Answer by Theo(13342) About Me  (Show Source):
You can put this solution on YOUR website!
f = p * (1 + r) ^ n

f is the future value.
p is the present value.
r is the interest rate per time period.
n is the number of time periods.

that's the formula for discrete compounding.

the formula for continuous compounding is f = p * e ^ (r * n)

f is the future value.
p is the present value.
e is the scientific constant equal to 2.718281828.....
it is shown as the e ^ x key on your calculator.
r is the interest rate per time period.
n is the number of time periods.

their balance will be the same when the future value of their respective accounts are equal to each other.

this occurs when p * (1 + r) ^ n is equal to p * e ^ (r * n)

given your inputs, the formulas become:

4000 * (1 + .05) ^ n = 3750 * e ^ (.0495 * n)

divide both sides of this equation by 3750 to get:

4000 / 3750 * (1 + .05) ^ n = e ^ (.0495 * n)

divide both sides of this equation by (1 + .05) ^ n to get:

4000 / 3750 = (e ^ (.0495 * n) / ((1 + .05) ^ n)

take the natural log of both sides of this equation to get:

ln(4000 / 3750) = ln((e ^ (.0495 * n) / ((1 + .05) ^ n))

since ln(a/b) is equal to ln(a) - ln(b), your equation becomes:

ln(4000 / 3750) = ln(e ^ (.0495 * n)) - ln((1 + .05) ^ n)

since ln(a^b) = b * ln(a), your equation becomes:

ln(4000 / 3750) = .0495 * n * ln(e) - n * ln(1 + .05)

since ln(e) is equal to 1, your equation becomes:

ln(4000 / 3750) = .0495 * n - n * ln(1 + .05)

factor out the n to get:

ln(4000 / 3750) = n * (.0495 - ln(1 + .05))

solve for n to get:

n = ln(4000 / 3750) / (.0495 - ln(1 + 05) = 90.92034856.

the balance in both accounts will be equal in 90.92034856 years.

4000 * (1 + .05) ^ 90.92034856 = 337,752.4038

3750 * e ^ (.0495 * 90.92034856) = 3347,752.4038

your solution is that the account balances will be equal in 90.92034856 years.

the steps involved might be easier to see in my hand drawn worksheet shown below.

$$$

the transition from step 3 to step 4 takes advantages of the fact that ln(a/b) = ln(a) - ln(b).

the transition from step 4 to step 5 takes advantage of the fact that ln(a^b) = b * ln(a) and also takes advantage of the fact that ln(e) = 1.
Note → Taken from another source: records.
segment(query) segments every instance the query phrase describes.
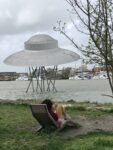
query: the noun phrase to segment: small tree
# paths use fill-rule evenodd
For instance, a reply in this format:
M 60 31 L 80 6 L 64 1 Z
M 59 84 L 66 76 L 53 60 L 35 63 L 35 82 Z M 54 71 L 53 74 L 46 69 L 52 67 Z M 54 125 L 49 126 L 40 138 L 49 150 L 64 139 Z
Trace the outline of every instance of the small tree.
M 83 49 L 76 44 L 66 33 L 66 23 L 54 27 L 70 40 L 73 45 L 81 50 L 93 62 L 103 62 L 106 67 L 109 84 L 113 94 L 113 0 L 65 0 L 72 8 L 70 11 L 76 15 L 83 25 L 83 30 L 72 20 L 75 29 L 89 35 L 89 44 Z M 84 32 L 85 30 L 86 32 Z M 110 72 L 112 77 L 110 77 Z

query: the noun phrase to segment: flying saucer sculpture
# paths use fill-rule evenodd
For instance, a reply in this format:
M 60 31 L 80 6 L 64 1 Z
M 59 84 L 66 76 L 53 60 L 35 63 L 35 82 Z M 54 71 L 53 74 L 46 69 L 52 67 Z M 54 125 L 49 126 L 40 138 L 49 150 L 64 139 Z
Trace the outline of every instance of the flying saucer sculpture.
M 42 84 L 39 84 L 39 76 L 41 74 L 45 75 L 44 66 L 57 66 L 60 64 L 76 61 L 79 58 L 80 56 L 75 52 L 59 48 L 58 41 L 52 38 L 51 36 L 39 34 L 32 36 L 28 41 L 24 43 L 24 50 L 10 55 L 4 60 L 4 63 L 13 66 L 31 67 L 32 71 L 30 70 L 30 72 L 33 72 L 35 77 L 37 78 L 37 88 L 41 89 Z M 35 69 L 33 69 L 33 67 L 35 67 Z M 39 67 L 38 73 L 36 69 L 37 67 Z M 41 70 L 43 70 L 43 73 L 41 72 Z M 49 80 L 47 89 L 50 90 L 49 85 L 51 83 L 55 90 L 55 82 L 53 84 L 53 82 L 51 81 L 52 80 Z M 31 83 L 32 78 L 30 84 Z
M 24 43 L 24 50 L 10 55 L 4 63 L 14 66 L 56 66 L 79 58 L 75 52 L 59 48 L 57 40 L 39 34 L 32 36 Z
that allows ln(e^(.0495*n)) to become equal to .0495 * n * ln(e) which then becomes equal to .0495 * n.

that also allows ln(1.05 ^ n) to become equal to n * ln(1.05).

step 7 factors out the n and then divides both sides of the equation by (.0495 - ln(1.05).

step 8 shows the result.

note that (1 + .05) is the same as 1.05.

showing 1.05 as (1 + .05) is done to reinforce the concept that it comes from the general expression of (1 + r).